Die Erwartung auf Weihnachten versetzte sie in heitere Stimmung. Sie zählte und zählte, schließlich trug sie die letzte Perle zu Antonio.

„Mehr hab' ich nicht“, sagte sie. „Aber meine Mutter wird kommen, morgen schon wird sie kommen.“

„Für heute will ich dir reichlich geben, weil Weihnachten ist“, sagte Antonio. „Aber morgen musst du zum Pfarrer gehen.“

Am Weihnachtsabend kamen Schafe herab, sie umringten die Hütte und blökten. Der Schäfer, ein riesiger Mann mit einem Stab in der Hand, stand mitten in seiner Herde. Er sah aus wie einer der Heiligen, die neben der Krippe in der Kirche stehen. Vor der Tür lag ein Esel.

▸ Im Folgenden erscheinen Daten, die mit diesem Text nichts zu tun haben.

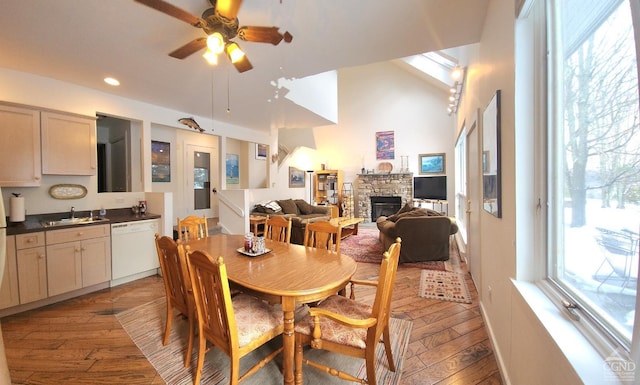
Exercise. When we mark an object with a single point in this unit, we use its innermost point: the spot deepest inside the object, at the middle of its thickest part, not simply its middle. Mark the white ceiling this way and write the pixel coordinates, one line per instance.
(83, 41)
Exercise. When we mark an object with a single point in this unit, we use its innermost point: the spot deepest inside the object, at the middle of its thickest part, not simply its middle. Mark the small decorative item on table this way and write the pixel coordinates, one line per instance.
(248, 242)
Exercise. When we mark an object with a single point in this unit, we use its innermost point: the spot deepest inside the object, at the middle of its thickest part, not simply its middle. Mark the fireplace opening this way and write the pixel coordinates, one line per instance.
(385, 205)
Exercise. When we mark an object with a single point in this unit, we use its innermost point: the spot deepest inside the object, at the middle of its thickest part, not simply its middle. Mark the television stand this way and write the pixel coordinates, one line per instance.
(444, 205)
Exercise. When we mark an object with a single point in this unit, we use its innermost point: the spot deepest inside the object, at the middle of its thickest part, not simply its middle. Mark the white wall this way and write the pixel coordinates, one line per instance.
(36, 91)
(384, 97)
(525, 350)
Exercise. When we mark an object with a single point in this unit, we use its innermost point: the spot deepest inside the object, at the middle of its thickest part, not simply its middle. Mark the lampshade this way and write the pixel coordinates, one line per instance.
(234, 52)
(215, 42)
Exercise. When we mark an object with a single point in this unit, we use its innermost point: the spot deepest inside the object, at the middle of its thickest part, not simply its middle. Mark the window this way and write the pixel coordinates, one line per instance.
(594, 161)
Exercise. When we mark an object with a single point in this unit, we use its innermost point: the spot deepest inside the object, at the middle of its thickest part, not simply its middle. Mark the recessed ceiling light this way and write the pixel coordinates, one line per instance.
(112, 81)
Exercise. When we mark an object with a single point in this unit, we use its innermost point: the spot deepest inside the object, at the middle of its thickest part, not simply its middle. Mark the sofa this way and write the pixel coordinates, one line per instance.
(425, 233)
(298, 210)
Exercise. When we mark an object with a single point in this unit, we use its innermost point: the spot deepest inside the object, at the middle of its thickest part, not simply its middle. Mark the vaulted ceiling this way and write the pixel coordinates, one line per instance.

„Willst du allein Weihnachten feiern?“, fragte der Schäfer das Kind.

„Bald kommt meine Mutter“, antwortete Maria.

Sie rief die Mutter beim Namen, erhielt aber keine Antwort. Da sah sie, dass auf der Fensterbank Kerzen brannten. Es ist alles so, wie es Weihnachten sein sollte, dachte sie. Im Kamin flackerte ein Feuer, Wärme schlug ihr entgegen, es duftete nach Gewürzen, die die Könige aus dem Morgenland mitgebracht hatten.

Als sie aus dem Fenster schaute, sah Maria den Stern, der über der Hütte hing. Sein Licht fiel auf die Stelle, an der sie die Perlen im Sand vergraben hatte. Dort blühte eine Christrose, und neben der Blume lagen unzählige goldene Perlen, als wären sie gerade vom Himmel gefallen.

Der Schäfer trat näher. „Manchmal geschehen Wunder“, sagte er. „Ich werde es dem Pfarrer erzählen.“

Nachdem sich das Wunder vom Berg im Dorf herumgesprochen hatte, kam eine Prozession herauf, um es zu sehen. Sie sangen und beteten, und Maria zeigte ihnen die Stelle, wo die goldenen Perlen im Sand gelegen hatten und jetzt eine Christrose blühte. Über der Hütte lag immer noch ein heiler Schein.

Antonio, der mit heraufgekommen war, erzählte allen, wie das Kind ihm Tag für Tag eine goldene Perle gebracht hatte, um sie gegen Brot zu tauschen. „Bis gestern, da war es zu Ende mit der goldenen Kette, aber die Heilige Madonna hat sich des Kindes angenommen.“

Vor die Berghütte bauten sie später eine Kapelle, stellten eine Statue an den Eingang und nannten sie „Madonna am Berg“. Jedes Jahr um Weihnachten blühte die Christrose zu Füßen der Heiligen Jungfrau. Es wurde frommer Brauch, dass die Hungernden und Armen zum Berg zogen, um goldene Perlen im Sand zu suchen. Manchmal fanden sie welche.